Céline Goberville
La joie de Céline Goberville, nouvelle vice-championne de tir | AFP - MARWAN NAAMANI

Goberville a tiré l'argent olympique

Publié le , modifié le

Céline Goberville a remporté la médaille d'argent lors de la finale du pistolet à 10 mètres. La championne d'Europe en titre a décroché la première médaille de la délégation française aux Jeux olympiques de Londres.

Comme en 2008 à Pékin, la première médaille français est venue d'une épreuve du tir. Seule point commun, la médaille est apportée par une jeune femme, pas à l'arc comme le bronze Bérengère Schuh en 2008 mais bien en argent au tir au pistolet. "C'est un grand bonheur. Cette médaille est assez inattendue même si j'avais fait une belle saison", a déclaré la toute nouvelle vice-championne olympique. Troisième après cinq tirs, Céline Goberville a gravi une marche après le 6e tir avant de prendre la tête de la finale au 7e tir. En tête avec 8 dixièmes d'avance au 8e tir puis avec 5 dixième d'avance 9e tir, la Française a manqué son dernier tir (8.8) pour échouer à la deuxième place. 

"Bien géré le dernier plomb"

A égalité de points (486.6), Goberville est passé par un play-off avec l'Ukrainienne Olena Kostevych. "J'ai réussi à bien gérer ce dernier plomb", a-t-elle reconnu. En effet, elle a réalisé un 10,6 pour décrocher l'argent derrière la Chinoise Guo Wenjun (488.1 points), déjà championne olympique en 2008. Le matin en qualification, Goberville avait fait naître des espoirs de médaille en se classant troisième avec un total de 387  points, à égalité de points avec l'Ukrainienne Olena Kostevych, 2e, et à un  point de la Chinoise Guo Wenjun, 1re, les deux dernières championnes olympique. 

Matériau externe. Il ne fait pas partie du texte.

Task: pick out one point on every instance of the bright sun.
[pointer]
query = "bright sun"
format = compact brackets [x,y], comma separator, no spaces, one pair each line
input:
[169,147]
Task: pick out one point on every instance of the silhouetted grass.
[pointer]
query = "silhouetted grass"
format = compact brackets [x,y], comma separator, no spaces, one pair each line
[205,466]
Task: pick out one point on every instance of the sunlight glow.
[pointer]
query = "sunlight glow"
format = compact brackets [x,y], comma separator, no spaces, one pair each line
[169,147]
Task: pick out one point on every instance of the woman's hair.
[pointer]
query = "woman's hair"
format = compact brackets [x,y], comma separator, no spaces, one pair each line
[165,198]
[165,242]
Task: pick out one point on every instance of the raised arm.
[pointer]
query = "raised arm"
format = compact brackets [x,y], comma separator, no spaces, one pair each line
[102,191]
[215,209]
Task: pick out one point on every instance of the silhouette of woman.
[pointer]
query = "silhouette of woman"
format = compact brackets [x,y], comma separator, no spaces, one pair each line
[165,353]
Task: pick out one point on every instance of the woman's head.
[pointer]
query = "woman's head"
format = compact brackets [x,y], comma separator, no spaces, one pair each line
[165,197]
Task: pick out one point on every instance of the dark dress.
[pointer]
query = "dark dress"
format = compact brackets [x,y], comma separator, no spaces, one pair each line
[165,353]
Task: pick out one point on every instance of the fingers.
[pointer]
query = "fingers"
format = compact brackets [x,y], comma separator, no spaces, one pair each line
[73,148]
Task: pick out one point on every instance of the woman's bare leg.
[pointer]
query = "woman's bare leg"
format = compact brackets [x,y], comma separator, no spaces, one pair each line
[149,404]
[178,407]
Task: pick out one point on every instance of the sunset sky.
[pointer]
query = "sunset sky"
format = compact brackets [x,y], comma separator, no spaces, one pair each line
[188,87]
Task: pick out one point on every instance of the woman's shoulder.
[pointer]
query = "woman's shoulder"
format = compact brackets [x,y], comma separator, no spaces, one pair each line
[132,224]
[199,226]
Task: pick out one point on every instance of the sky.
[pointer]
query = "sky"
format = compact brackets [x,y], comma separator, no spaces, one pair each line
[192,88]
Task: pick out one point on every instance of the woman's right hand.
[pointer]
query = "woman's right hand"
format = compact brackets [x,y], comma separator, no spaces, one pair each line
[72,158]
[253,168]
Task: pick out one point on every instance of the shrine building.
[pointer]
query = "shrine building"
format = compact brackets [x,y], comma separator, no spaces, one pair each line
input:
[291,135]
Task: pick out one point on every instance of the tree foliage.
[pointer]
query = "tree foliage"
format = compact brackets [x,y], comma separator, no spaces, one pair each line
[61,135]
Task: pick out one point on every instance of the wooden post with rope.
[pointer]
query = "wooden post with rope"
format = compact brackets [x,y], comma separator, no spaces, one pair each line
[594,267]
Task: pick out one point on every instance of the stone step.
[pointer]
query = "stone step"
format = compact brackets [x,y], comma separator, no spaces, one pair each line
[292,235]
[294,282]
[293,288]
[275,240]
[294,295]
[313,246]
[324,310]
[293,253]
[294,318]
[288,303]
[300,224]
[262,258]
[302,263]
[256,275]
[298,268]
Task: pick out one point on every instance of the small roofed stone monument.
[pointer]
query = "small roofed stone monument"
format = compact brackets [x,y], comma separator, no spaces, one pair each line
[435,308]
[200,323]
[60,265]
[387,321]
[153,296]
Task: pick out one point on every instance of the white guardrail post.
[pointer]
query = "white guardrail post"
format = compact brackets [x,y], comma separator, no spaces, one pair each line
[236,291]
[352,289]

"Toute ma famille fait du tir. Ma soeur est en équipe de France, mes  parents y étaient aussi. Je suis née dans le milieu et j'ai été éduquée par des  parents qui ont connu le haut niveau. C'est en grande partie grâce à eux que  j'ai une médaille aujourd'hui", a-t-elle expliqué.

Le plomb d'argent de Goberville

Voir la video

Une famille de tireur

Voir la video

Entraînée par son père, Daniel, lui-même plusieurs fois champion de France de tir, le jeune Picarde de 25 ans, 6e mondiale, a confirmé les espoirs d'une saison réussie avec un titre européen en 2011 à Brescia en Italie et des podiums de Coupe du monde après un titre de championnat du monde universitaire à 25m en 2010. Ces résultats sont le fruits d'une intensification des entraînements quotidiens. Aujourd'hui, elle s'entraîne une douzaine d'heures par semaine, divisées en  cinq ou six séances. Mais comme "on ne peut pas vivre du tir", Céline,  titulaire du bac S, prépare en même temps un diplôme de monitrice d'équitation, un métier qu'elle exerce aujourd'hui avec des poneys. Malgré la déception d'être passée à un tir de l'or olympique, la Française savoure donc sa médaille: "je ne regrette vraiment pas. Je suis contente de cette médaille. Je la garde autour du cou". Pour toujours.